Barack Obama, on the other hand, is a peacemaker.

That's the difference, really.

Hillary delights in the political campaign- and she, like her husband, sees actual government process as nothing more than political campaigning in another venue. Barack Obama, on the other hand, sees the campaign as nothing more than a means to an end- the end being to get things done through the political process.

This trait in Obama is shown quite well in a recent article by Noam Scheiber, which describes Obama's advisors, and by extension Obama, as placing pragmatism over idealism.


And, yet, it's not just the details of Obama's policies that suggest a behavioral approach. In some respects, the sensibility behind the behaviorist critique of economics is one shared by all the Obama wonks, whether they're domestic policy nerds or grizzled foreign policy hands. Despite Obama's reputation for grandiose rhetoric and utopian hope-mongering, the Obamanauts aren't radicals--far from it. They're pragmatists--people who, when an existing paradigm clashes with reality, opt to tweak that paradigm rather than replace it wholesale. As Thaler puts it, "Physics with friction is not as beautiful. But you need it to get rockets off the ground." It might as well be the motto for Obama's entire policy shop.


On the other hand, Arianna Huffington writes that Hillary Clinton, not Barack Obama, is the true lover of words with little or nothing behind them.

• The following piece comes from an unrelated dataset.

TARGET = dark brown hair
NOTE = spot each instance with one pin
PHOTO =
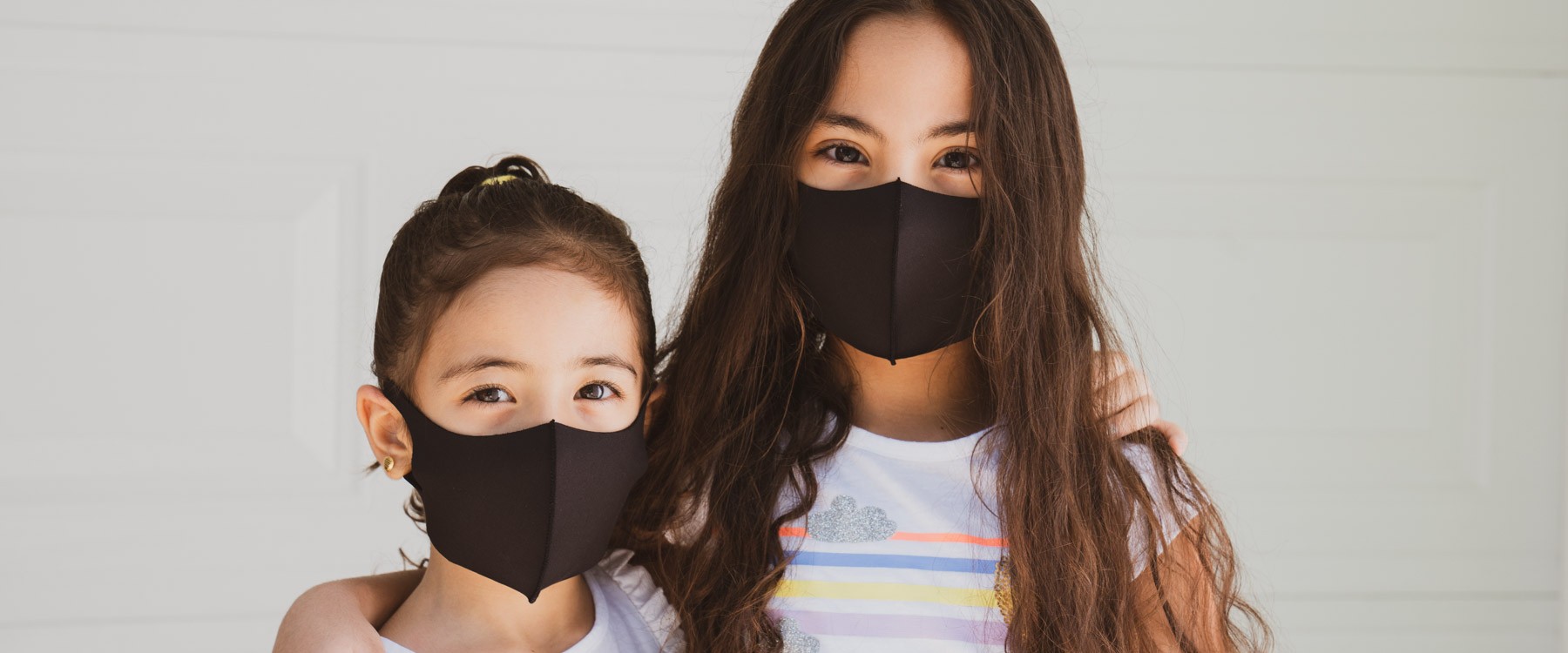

Clinton's use of words is disturbingly reminiscent of the way the Bush administration has used words: just saying something is true is magically supposed to make it true. Call it Presto-change-o Politics.

. . .

Now let's look at Hillary Clinton's rhetoric and what is says about the campaign she's run. It started with her absurd claim that her vote for the war was really a vote to send inspectors back in. The name of the bill? "The Joint Resolution To Authorize The Use Of United States Armed Forces Against Iraq." Saying it was about sending inspectors back in doesn't mean that it is true that it was about sending inspectors back in.

. . .

Or how about the Clinton campaign's abracadabra rhetoric, designed to make the reality of what they agreed to about Florida and Michigan -- poof! -- go away. They even set up a website that attempts to pull a rabbit out of the electoral hat. The site list several "facts": "FACT: Florida and Michigan should count, both in the interest of fundamental fairness and honoring the spirit of the Democrats' 50-state strategy." As Ezra Klein notes: "It's almost as if they thought putting it after... the word 'FACT,' would be like a Jedi mind trick."

. . .

It is Clinton who uses words to deny reality, and expects them to magically change it. Haven't we had enough of that over the last seven years?


The two articles both come close to the point, but miss it by a fraction. Obama is a pragmatist because he wants to get things done- and if that means going across the aisle, mending fences, and finding common ground with people who'd love to see him on the unemployment line, well that's what's going to be done. Clinton, on the other hand, would rather use rhetoric and clever speeches to manufacture achievements, or blame others for the lack of achievement, than to actually do what is needed to make things happen- compromise.

This is why, with four fewer years in Congress, Obama has had more actual bills and amendments passed than Clinton.

This is why (among many other reason) Obama would make a better president than Clinton- either Clinton.